Kaget rasanya kala mendengar berita bangunan tua di jalan Dago 124 terbakar. Bangunan tersebut memang dikabarkan sudah dijual oleh ahli waris pemilik lamanya. Sejak kecil hingga kini, bangunan itu tersebut penuh kesan, dan kenangan. Selain modelnya yang antik.
Orang tuaku tahun 1960 an pernah menyewa kamar kost di bangunan bagian belakang jalan Dago 124 , tentunya bersama aku dan kakak adik juga .Kami menyimpan koleksi album foto jadul saat tinggal di sayap belakang rumah itu.
Album fotonya beberapa bulan lalu , aku upload di Youtube.
Sebelumnya kubuat dulu slide show, buat kenangan, mumpung dokumentasinya masih ada. Simak di YouTubeku saja ya. Tadinya pakai lagu Cinta Sejati nya pernyanyi favoritku, kena teguran copyright. Jadinya, edit ulang, terpaksa pakai vokal suara sendiri, meski tidak pandai bernyanyi, yang penting musik latarnya lagu favoritku.
Tentang rumah itu, aku punya ikatan batin. Karena tahun 1966 , ibu ayah menyewa 2 buah kamar tidur , dan serambinya. Belakangan tahun 2017, aku berkunjung dan napak tilas, dua kamar itu itu sudah menjadi kamar kost kostan
Btw, maafkan kalau YouTubeku menggunakan nama mas srie. Sebetulnya maksudku tadinya pakai nama mamasrie . Hanya kok kesannya emak emak banget. Jadi berubah mas srie. Nah, akun blog kompasianaku mamasrie, jadi mas rierie. Sebetulnya , maksudnya mama (emak emak) sri.
Pemilik rumah tua tersebut , saat kami menyewa, adalah Pak Kadir. Ibuku kenal baik dengan mereka, bahkan setelah ibu pindah rumah ke Gandok, dan akhirnya pindah ke rumah dinas di jalan Progo Kota Bandung.
Masih terbayang kehidupan ibu ayah yang cukup prihatin karena belum punya rumah.

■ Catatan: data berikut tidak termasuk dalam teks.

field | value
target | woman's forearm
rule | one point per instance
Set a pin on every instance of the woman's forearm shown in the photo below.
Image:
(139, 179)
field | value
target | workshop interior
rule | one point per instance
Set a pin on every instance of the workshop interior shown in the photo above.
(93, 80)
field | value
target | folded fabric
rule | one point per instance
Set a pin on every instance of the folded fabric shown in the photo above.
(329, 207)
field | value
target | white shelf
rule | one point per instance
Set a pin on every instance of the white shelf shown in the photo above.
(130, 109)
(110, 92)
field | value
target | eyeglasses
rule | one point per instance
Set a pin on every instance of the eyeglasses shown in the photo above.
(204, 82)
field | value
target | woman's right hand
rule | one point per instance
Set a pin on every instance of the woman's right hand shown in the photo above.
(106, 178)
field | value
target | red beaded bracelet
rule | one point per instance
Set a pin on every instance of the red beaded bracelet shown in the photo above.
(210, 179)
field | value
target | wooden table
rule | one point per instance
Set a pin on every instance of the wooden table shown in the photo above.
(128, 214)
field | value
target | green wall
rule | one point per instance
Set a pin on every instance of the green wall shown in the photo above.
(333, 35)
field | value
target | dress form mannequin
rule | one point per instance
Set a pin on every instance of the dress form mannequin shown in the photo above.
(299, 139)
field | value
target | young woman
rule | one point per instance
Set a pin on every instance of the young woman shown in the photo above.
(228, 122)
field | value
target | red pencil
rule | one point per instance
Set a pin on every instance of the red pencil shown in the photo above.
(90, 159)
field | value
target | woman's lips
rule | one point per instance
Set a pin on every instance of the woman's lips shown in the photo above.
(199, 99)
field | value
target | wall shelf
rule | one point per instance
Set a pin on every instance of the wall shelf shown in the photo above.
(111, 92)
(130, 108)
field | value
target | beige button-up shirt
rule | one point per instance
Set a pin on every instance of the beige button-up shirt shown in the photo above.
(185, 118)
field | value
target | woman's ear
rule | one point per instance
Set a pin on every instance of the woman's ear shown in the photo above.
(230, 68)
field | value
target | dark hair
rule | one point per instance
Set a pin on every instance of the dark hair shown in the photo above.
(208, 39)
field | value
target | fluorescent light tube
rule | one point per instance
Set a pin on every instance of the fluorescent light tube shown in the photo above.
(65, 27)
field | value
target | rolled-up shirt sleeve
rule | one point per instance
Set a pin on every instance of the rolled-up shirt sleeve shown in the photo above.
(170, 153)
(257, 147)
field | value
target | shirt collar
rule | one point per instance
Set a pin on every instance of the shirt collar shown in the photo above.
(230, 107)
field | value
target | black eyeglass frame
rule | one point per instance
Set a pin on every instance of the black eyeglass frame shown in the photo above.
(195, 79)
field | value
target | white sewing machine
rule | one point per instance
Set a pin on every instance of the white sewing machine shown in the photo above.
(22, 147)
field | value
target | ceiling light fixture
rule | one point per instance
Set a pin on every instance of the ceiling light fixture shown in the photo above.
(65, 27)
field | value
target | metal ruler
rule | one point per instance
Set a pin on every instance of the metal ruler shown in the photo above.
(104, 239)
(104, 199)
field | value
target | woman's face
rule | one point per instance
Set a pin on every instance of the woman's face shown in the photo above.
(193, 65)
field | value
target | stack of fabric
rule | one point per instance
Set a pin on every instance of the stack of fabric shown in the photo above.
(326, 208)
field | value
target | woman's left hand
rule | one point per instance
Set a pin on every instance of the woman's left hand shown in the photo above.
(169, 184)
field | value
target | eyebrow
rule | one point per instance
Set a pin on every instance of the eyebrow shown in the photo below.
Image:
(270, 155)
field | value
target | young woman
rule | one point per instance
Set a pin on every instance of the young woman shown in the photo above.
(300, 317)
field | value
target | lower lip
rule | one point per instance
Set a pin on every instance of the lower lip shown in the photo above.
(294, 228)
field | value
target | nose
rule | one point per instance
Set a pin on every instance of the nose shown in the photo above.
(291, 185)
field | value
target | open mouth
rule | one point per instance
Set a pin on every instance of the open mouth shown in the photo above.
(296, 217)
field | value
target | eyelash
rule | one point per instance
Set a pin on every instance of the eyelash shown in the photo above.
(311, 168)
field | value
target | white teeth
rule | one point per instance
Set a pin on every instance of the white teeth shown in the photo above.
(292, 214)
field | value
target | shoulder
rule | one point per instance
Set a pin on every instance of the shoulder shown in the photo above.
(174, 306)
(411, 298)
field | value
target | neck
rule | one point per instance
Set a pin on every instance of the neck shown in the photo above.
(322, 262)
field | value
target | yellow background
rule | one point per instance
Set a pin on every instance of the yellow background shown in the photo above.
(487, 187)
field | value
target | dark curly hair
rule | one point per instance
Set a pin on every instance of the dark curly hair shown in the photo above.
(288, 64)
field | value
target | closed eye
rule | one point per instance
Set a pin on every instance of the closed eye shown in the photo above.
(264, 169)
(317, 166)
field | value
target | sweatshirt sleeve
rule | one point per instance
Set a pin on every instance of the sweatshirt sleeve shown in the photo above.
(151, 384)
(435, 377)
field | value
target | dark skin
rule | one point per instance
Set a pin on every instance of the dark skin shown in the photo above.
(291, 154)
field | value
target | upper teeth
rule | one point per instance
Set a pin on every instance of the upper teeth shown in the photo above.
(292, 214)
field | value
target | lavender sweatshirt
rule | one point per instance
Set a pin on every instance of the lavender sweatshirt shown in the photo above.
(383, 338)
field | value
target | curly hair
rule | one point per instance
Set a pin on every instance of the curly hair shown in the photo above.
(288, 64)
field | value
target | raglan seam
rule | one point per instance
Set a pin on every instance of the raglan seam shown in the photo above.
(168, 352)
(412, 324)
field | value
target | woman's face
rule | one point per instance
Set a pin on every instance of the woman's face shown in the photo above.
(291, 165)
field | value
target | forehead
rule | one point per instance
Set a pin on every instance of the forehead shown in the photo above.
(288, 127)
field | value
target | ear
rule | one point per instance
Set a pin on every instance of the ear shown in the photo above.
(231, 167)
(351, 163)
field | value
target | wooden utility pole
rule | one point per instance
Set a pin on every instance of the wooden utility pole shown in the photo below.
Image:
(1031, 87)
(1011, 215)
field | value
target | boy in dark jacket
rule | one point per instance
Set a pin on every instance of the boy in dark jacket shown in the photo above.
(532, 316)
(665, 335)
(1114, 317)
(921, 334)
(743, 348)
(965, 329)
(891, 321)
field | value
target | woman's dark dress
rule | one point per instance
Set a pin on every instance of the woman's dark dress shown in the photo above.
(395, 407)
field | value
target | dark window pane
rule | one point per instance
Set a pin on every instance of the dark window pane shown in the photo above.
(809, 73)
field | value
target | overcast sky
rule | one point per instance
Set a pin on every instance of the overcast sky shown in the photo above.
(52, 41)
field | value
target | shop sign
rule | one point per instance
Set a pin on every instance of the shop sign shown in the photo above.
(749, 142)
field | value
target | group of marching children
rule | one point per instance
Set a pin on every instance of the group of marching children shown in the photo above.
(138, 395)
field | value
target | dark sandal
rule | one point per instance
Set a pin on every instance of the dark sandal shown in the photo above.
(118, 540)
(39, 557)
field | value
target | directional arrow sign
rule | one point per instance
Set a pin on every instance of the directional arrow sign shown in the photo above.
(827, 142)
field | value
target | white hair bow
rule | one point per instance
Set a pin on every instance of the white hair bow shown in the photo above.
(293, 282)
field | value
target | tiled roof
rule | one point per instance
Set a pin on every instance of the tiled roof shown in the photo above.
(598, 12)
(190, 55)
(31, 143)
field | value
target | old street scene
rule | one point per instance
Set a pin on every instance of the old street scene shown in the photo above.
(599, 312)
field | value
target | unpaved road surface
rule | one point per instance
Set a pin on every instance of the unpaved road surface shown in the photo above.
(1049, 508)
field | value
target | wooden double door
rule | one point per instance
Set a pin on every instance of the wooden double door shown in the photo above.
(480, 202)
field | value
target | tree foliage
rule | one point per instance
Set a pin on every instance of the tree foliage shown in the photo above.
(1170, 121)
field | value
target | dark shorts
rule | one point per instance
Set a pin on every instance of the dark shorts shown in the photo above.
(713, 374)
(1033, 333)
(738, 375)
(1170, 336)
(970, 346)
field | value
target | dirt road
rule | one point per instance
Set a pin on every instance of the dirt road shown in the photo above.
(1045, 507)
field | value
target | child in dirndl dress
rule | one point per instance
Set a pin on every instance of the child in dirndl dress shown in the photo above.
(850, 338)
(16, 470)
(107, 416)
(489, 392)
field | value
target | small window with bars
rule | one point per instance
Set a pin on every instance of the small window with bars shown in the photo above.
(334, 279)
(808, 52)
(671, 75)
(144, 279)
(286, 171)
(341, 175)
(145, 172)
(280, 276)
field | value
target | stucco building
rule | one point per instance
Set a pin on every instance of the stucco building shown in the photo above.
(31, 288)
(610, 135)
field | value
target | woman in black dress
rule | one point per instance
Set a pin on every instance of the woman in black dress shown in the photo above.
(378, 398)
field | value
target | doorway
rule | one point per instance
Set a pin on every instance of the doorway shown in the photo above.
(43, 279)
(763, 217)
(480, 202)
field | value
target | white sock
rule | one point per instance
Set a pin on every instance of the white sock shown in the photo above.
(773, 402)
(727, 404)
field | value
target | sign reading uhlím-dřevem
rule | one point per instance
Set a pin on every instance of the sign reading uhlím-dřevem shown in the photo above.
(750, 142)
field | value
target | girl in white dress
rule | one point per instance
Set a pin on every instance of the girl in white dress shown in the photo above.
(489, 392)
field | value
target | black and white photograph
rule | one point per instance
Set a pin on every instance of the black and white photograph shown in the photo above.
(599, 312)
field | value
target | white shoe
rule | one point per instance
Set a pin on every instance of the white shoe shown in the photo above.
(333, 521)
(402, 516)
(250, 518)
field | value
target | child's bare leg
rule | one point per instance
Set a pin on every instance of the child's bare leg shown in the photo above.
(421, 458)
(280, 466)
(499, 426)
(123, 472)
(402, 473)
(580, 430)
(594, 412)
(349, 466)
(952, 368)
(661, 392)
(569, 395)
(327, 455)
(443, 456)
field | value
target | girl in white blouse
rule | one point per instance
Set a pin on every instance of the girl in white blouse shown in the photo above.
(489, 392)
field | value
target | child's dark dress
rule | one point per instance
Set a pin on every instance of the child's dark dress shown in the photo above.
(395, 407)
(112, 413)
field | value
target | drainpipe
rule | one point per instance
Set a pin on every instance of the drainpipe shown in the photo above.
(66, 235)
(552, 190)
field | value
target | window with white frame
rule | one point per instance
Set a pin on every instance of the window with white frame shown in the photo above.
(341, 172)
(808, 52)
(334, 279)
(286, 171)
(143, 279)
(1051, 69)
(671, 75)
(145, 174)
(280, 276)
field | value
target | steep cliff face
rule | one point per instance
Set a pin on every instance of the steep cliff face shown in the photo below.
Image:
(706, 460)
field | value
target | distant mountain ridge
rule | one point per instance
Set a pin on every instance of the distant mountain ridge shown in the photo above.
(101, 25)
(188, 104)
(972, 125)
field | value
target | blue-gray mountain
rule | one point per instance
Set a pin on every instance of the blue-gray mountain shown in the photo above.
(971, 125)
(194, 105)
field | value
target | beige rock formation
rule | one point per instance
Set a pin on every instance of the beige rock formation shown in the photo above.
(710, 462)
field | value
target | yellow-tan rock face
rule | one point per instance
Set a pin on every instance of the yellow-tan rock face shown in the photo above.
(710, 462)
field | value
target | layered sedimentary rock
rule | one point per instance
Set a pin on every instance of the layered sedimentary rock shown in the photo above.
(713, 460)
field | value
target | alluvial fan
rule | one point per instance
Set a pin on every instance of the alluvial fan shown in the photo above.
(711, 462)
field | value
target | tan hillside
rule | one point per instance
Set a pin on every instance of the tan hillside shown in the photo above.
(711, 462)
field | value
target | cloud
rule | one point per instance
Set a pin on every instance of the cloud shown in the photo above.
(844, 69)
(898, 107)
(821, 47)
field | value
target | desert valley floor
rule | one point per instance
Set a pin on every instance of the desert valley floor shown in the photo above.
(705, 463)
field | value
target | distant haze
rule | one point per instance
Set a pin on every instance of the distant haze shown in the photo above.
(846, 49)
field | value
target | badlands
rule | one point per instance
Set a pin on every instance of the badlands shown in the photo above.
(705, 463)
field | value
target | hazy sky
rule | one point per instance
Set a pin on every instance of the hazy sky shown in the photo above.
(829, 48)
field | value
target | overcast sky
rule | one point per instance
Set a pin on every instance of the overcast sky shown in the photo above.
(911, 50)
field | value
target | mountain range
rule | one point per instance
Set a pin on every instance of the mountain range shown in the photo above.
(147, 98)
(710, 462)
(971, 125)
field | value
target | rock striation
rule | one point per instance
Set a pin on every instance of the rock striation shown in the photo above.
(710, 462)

Serambi depan kamar di pasang kerai bambu, fungsinya menjadi dapur. Serambi menjadi dapur sekaligus ruang makan dan ruang tamu.
Halaman dan kebun super luas menjadi tempat kami bertumbuh bahagia di masa kecil, meski itu halaman pemilik rumah. Kami hanya menyewa 2 kamar tidur saja di sayap pavilyun belakang rumah tersebut. Sampai tahun 1968 an kami menyewa kamar tersebut.
Ada kolam ikan tempatku pernah tercebur ke dalamnya gegara menangkapi kecebong. Di depan serambi kamar sewaan kami.
Kadang aku suka ikut ibuku sowan ke rumah utama, mengobrol dengan Ibu Kadir. Tapi kok kami lebih suka menyapanya sebagai Ibu Wawan, mungkin karena Ibu Kadir adalah ibunya Wawan, putra buingsu mereka. Jika jelang malam, beruntung bisa ikujt nonton televisi. Tahun 60 an televisi tergolong barang langka dan mewah. Juga kulkas.
Nah ibuku suka bikin es krim alpukat, untuk membekukannya , menumpang di kulkasnya Ibu Kadir. Cerita ibu, ibu Kadir sangat baik. Dulu mobilnya VW kodok . Masih kecil , beberapa kali menumpang.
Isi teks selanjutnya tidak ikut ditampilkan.